1 Development time: For insects, which are the majority of organisms, the time from hatching to final eclosion. For the other invertebrate (Helix aspersa, a snail), hatching to first reproduction. For vertebrates, the time from ‘hatching’ to first reproduction. For plants, the time from seedling emergence to flowering.

2 Size at maturity: For insects, this is either the size at eclosion or a closely correlated trait such as pupal weight. For other organisms it is the size at first reproduction.

3 Growth rate: The ideal measure would be the slope of the linearized relationship between size at age t en t. In the absence of this measure I have used size at some immature age as a surrogate. In some papers growth rate is defined as adult size/development time: this would only be ‘growth rate’ as defined previously if the growth trajectory were linear. Because no evidence is presented for this, and because this measure is confounded with the other two traits (adult size, development time) under study, I have not used this measure of growth rate.

4 Fecundity: Some measure of the number of propagules produced during some defined period.

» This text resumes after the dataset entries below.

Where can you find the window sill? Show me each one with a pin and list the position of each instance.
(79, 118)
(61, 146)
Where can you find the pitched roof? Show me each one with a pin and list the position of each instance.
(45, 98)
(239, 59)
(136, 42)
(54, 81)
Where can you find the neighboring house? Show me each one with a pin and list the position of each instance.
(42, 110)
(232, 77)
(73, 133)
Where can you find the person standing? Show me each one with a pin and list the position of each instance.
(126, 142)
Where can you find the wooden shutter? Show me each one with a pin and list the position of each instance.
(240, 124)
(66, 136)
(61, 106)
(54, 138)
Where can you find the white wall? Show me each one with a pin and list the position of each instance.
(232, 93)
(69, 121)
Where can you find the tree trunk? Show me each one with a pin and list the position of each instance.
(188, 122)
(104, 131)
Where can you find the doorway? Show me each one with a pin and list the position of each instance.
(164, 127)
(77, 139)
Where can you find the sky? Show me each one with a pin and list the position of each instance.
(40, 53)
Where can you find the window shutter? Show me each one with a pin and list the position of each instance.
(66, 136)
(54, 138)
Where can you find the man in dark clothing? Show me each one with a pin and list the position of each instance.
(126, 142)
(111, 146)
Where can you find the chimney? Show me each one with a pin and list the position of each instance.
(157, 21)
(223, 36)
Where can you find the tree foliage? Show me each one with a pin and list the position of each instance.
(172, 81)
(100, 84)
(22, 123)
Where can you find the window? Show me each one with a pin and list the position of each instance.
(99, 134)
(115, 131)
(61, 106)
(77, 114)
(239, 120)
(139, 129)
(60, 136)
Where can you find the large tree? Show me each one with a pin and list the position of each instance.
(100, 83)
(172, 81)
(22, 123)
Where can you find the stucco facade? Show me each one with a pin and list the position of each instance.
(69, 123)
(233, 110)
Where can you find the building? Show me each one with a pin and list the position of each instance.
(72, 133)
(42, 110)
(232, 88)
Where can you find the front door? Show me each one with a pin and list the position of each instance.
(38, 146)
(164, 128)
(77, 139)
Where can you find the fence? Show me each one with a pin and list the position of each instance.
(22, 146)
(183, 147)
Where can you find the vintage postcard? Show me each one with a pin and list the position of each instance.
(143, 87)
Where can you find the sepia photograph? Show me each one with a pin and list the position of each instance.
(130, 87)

The phenotypic correlation is a complex function of the genetic correlation and therefore it has been suggested that the phenotypic correlation cannot be assumed to be a reliable guide to the evolutionary importance of a trade-off ( 50 79 60 , 62 69 ). To see if this admonition holds true across different categories of trade-offs I compare the genetic (ra) and phenotypic (rbl) correlations, asking first if there is a correspondence between the signs, which at least indicates that the phenotypic correlation is a guide to the presence of a trade-off, and, second, if the value of rbl is a reasonable surrogate for ra.

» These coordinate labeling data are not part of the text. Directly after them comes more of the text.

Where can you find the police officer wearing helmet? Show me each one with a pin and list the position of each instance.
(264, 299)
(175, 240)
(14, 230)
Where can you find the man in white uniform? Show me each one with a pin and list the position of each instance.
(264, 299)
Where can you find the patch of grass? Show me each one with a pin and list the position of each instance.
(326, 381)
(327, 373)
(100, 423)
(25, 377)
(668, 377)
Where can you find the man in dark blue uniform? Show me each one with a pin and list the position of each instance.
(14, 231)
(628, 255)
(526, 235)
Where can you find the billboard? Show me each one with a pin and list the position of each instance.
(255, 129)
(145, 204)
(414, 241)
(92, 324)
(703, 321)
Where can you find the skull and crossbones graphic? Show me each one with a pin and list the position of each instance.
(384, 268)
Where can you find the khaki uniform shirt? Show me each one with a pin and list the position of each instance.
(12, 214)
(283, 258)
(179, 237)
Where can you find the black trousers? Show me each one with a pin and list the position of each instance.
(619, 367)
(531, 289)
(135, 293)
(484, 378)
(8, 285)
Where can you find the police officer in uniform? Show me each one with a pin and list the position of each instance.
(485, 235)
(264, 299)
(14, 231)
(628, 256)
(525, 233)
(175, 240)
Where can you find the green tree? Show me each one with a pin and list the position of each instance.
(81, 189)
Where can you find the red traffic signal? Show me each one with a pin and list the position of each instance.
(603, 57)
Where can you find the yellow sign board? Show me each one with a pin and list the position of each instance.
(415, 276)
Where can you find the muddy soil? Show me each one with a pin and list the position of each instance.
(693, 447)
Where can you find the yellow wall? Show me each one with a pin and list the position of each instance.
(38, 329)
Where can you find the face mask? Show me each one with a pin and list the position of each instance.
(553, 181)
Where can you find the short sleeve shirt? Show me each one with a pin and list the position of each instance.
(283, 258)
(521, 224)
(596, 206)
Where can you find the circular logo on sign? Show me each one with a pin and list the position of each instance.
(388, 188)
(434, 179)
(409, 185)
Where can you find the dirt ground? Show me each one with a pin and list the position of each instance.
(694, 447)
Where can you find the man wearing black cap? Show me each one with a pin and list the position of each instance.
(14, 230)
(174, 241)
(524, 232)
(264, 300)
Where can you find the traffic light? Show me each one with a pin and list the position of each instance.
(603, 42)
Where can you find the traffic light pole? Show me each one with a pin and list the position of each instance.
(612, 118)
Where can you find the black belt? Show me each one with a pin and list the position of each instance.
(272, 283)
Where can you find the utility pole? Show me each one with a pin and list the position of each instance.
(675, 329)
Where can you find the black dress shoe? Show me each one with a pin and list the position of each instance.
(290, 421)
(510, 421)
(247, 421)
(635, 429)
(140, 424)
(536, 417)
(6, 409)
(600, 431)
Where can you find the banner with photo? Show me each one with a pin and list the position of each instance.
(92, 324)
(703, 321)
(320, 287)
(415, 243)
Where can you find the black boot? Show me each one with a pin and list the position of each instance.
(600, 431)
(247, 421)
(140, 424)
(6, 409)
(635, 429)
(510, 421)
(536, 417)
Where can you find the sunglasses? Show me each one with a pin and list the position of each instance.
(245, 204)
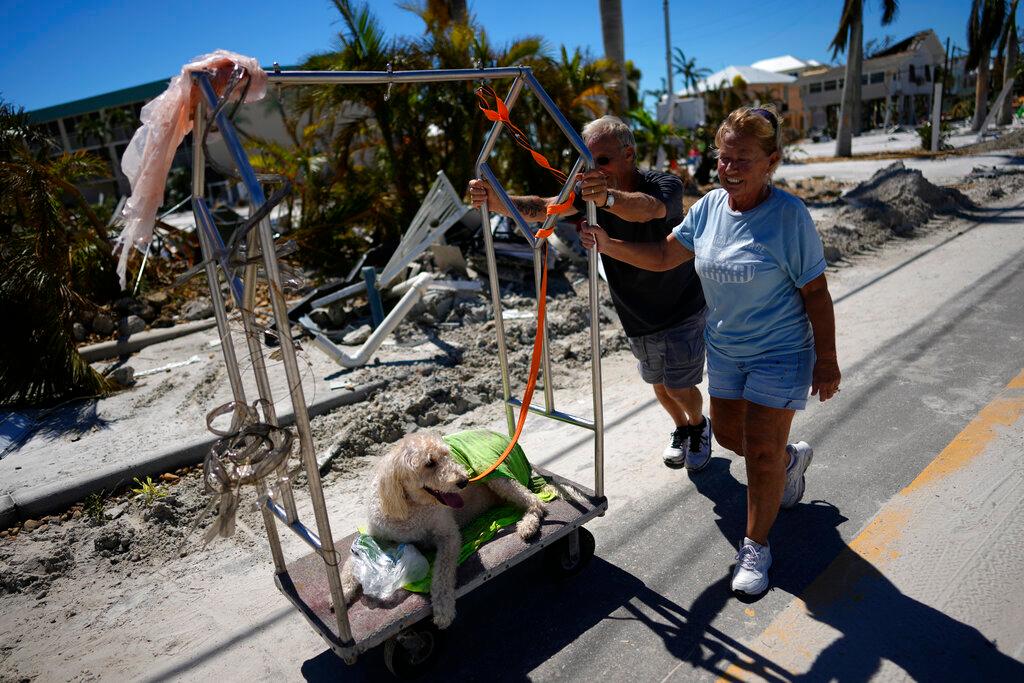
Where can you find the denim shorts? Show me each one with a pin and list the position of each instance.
(674, 356)
(775, 381)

10 - Evolutionary quantitative genetics of sperm

Evolution requires two separate conditions selection, resulting from differences in traits associated with variation in fitness, and additive genetic variation underlying the morphological, physiological or behavioral variation. By far, most evolutionary studies have focused on the selection. The ability to fertilize eggs clearly influences male fitness and so studying variation in sperm traits that are related to fertilization success—that is, the covariance between fitness and sperm characteristics—has led to a good understanding of the types of selection that influence sperm. The evolutionarily relevant aspects of genetics of sperm traits, which is the evolutionarily relevant source of this variation, are less well studied. Additive genetic effects are those effects of genes that are independent of the effects of any other genes that affect the trait of interest—in other words, the effects of genes that can be transmitted across generations without any dependence on the transmission of any other genes. For most complex traits, multiple additive effects sum to give an overall genetic contribution.


Kyk die video: Biologija,. SŠ - Diferencijacija i specijalizacija stanica (Oktober 2022).